Metadata-Version: 2.1
Name: distquant
Version: 0.1.0
Summary: Distributional Quantization
Home-page: https://github.com/Felix-Petersen/distquant
Author: Felix Petersen
Classifier: Programming Language :: Python :: 3
Classifier: License :: OSI Approved :: MIT License
Classifier: Operating System :: OS Independent
Classifier: Topic :: Scientific/Engineering
Classifier: Topic :: Scientific/Engineering :: Mathematics
Classifier: Topic :: Scientific/Engineering :: Artificial Intelligence
Classifier: Topic :: Software Development
Classifier: Topic :: Software Development :: Libraries
Classifier: Topic :: Software Development :: Libraries :: Python Modules
Requires-Python: >=3.6
Description-Content-Type: text/markdown
License-File: LICENSE

# Distributional Quantization

![distquant_logo](https://github.com/Felix-Petersen/distquant/blob/main/images/distquant_logo.png?raw=true)

**Distributional quantization provides an information theoretically optimal and efficient quantization of data following a distributional prior.**

This repository includes a [pre-print of an excerpt of the distributional quantization paper](preprint.pdf).

Simulation plots can be found [here](SIMULATIONS.md).

The `distquant` package requires PyTorch and can be installed via 
```shell
pip install distquant
```


## 💻 Usage

The `distquant` package can be used to efficiently and effectively quantize tensors (e.g., embeddings to be stored or weights of a neural network) using distributional quantization.
In particular, the API of the package provides two core functions:
* `distquant.quantize(data, k=k)` for quantizing a Tensor `data` of floating point values.
* `distquant.dequantize(quantized_data, **info)` for dequantizing `quantized_data`.
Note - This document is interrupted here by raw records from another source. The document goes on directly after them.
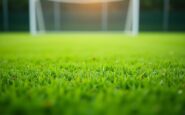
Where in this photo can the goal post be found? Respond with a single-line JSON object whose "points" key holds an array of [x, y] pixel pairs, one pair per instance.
{"points": [[87, 15]]}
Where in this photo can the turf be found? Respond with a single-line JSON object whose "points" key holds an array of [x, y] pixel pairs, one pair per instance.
{"points": [[92, 73]]}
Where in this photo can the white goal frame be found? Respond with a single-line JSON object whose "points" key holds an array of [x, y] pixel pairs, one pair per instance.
{"points": [[134, 18]]}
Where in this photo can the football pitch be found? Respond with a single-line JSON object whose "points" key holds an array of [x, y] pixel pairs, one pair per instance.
{"points": [[92, 73]]}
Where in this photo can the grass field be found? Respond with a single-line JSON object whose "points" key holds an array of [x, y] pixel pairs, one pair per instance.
{"points": [[92, 73]]}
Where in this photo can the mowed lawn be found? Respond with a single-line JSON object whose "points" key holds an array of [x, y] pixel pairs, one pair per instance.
{"points": [[92, 73]]}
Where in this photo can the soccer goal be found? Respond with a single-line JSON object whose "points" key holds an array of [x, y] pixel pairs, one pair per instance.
{"points": [[84, 15]]}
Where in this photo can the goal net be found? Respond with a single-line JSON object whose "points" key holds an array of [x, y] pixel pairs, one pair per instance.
{"points": [[84, 15]]}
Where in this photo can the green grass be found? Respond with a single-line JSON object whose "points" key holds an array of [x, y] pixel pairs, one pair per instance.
{"points": [[92, 73]]}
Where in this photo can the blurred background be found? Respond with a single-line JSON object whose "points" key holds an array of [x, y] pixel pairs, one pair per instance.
{"points": [[155, 15]]}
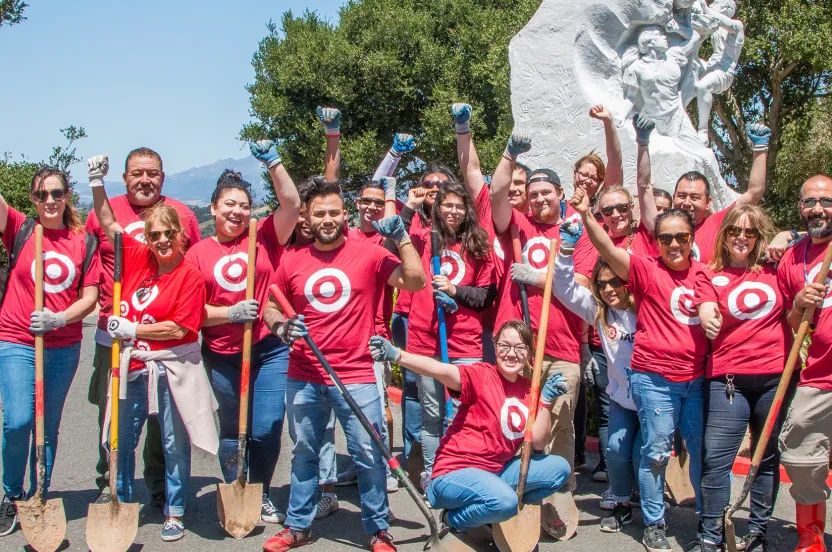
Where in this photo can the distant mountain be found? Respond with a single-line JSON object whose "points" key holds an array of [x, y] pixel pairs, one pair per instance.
{"points": [[194, 186]]}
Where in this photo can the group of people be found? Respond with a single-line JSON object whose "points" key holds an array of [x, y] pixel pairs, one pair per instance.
{"points": [[679, 319]]}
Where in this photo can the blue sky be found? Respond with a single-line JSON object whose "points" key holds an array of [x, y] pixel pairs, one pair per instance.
{"points": [[169, 75]]}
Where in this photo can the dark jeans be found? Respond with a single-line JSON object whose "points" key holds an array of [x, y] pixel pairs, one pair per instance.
{"points": [[153, 454], [725, 425], [267, 405]]}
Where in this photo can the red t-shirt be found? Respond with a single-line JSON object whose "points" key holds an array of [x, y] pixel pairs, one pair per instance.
{"points": [[223, 267], [563, 337], [799, 266], [130, 218], [337, 292], [669, 340], [63, 260], [755, 337], [489, 425], [464, 327], [178, 296]]}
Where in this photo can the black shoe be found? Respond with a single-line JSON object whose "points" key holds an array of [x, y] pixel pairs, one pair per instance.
{"points": [[654, 539], [8, 515]]}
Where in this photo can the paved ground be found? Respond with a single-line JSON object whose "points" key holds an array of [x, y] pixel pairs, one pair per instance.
{"points": [[74, 475]]}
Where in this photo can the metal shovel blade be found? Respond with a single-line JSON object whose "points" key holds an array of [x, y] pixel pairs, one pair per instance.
{"points": [[238, 507], [43, 522], [112, 527]]}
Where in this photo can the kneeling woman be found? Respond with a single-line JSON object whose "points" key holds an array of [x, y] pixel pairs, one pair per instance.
{"points": [[476, 470]]}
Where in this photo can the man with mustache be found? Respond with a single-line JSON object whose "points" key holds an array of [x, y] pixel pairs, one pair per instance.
{"points": [[806, 435]]}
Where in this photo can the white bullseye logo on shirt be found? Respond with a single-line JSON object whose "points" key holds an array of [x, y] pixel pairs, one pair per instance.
{"points": [[683, 307], [513, 417], [328, 290], [452, 266], [58, 272], [230, 272], [751, 300]]}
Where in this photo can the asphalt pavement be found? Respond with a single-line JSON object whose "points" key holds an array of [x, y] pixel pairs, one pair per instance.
{"points": [[74, 475]]}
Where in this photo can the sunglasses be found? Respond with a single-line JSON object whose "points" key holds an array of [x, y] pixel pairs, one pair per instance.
{"points": [[682, 238], [622, 208], [747, 233], [41, 195]]}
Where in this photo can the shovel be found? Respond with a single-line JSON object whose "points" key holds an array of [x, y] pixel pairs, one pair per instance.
{"points": [[239, 503], [803, 330], [450, 543], [522, 532], [43, 521], [112, 527]]}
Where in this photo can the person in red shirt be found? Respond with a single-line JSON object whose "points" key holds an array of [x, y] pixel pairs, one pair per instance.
{"points": [[333, 284], [159, 323], [70, 292], [743, 313], [807, 431], [475, 476], [222, 261], [669, 357], [143, 179]]}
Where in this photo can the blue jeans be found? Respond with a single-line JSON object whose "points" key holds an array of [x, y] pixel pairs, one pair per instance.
{"points": [[411, 409], [474, 497], [623, 451], [663, 405], [17, 387], [308, 407], [175, 441], [269, 362]]}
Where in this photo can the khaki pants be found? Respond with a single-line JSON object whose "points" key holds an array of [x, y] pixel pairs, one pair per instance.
{"points": [[805, 444]]}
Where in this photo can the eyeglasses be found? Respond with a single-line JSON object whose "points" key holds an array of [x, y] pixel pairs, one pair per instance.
{"points": [[747, 233], [682, 238], [622, 208], [57, 194], [505, 348], [810, 202]]}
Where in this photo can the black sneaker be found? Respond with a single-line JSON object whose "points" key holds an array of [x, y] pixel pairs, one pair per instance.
{"points": [[8, 515], [622, 515], [654, 539]]}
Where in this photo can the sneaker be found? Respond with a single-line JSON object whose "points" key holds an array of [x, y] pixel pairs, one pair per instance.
{"points": [[269, 513], [382, 542], [622, 515], [286, 539], [654, 539], [326, 505], [173, 530], [8, 515]]}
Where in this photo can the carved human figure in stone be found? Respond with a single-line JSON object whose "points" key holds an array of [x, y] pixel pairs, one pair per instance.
{"points": [[720, 68]]}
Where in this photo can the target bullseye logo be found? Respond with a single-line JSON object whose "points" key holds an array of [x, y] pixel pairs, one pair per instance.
{"points": [[58, 272], [751, 300], [327, 290], [683, 307], [452, 266], [230, 272], [513, 417]]}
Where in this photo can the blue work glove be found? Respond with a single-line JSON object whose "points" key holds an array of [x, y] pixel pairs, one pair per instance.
{"points": [[402, 143], [462, 118], [265, 151], [554, 387], [517, 144], [570, 233], [759, 135], [445, 301], [644, 127], [330, 117], [393, 228], [384, 351]]}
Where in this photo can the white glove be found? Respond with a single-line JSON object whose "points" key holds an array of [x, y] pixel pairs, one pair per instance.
{"points": [[121, 328], [98, 166]]}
In detail, the API is specified as
```python
import torch
from distquant import quantize, dequantize

data = torch.randn(10_000)

q_data, info = quantize(
    data,
    k=4,              # number of bits to quantize to; alternatively specify `n`. 
    # n=15,           # number of quantization points; mutually exclusive to `k`.
    dist='gaussian',  # distributional assumption
    packbits=True,    # Packs the results into int64, e.g., for `k=4`, there will be 16 values in each element 
                      # for storing. If set to `False`, the indices are returned in raw format.
    beta=1.0,         # Factor hyperparameter for adjusting the range of values (esp. important for small `k`).
    zero=None         # Can enforce a particular zero (by setting it to a resp. float, e.g., `0.`)
)

deq_data = dequantize(data, **info)
```

* Bitpacking (`packbits=True`) allows storing the data efficiently, e.g., 21 3-bit values can be stored in a single int64.
* `beta` may be set `None` (default), which will cause an automatic search for the optimal choice. This can be more expensive but is valuable for smaller `k` / `n`.
* Setting `dist=None` searches for the best distribution to quantize the provided data.

Supported options for `dist`: 
```python
['gaussian' 'gaussian_cdf', 'logistic', 'logistic_cdf', 'gumbel', 'gumbel_cdf', 'exponential', 'exponential_cdf', 'cauchy_cdf']
```


## 📖 Citing

```bibtex
@article{petersen2023distributional,
  title={{Distributional Quantization}},
  author={Petersen, Felix and Sutter, Tobias},
  year={2021--2023}
}
```


## 📜 License

`distquant` is released under the MIT license. See [LICENSE](LICENSE) for additional details about it.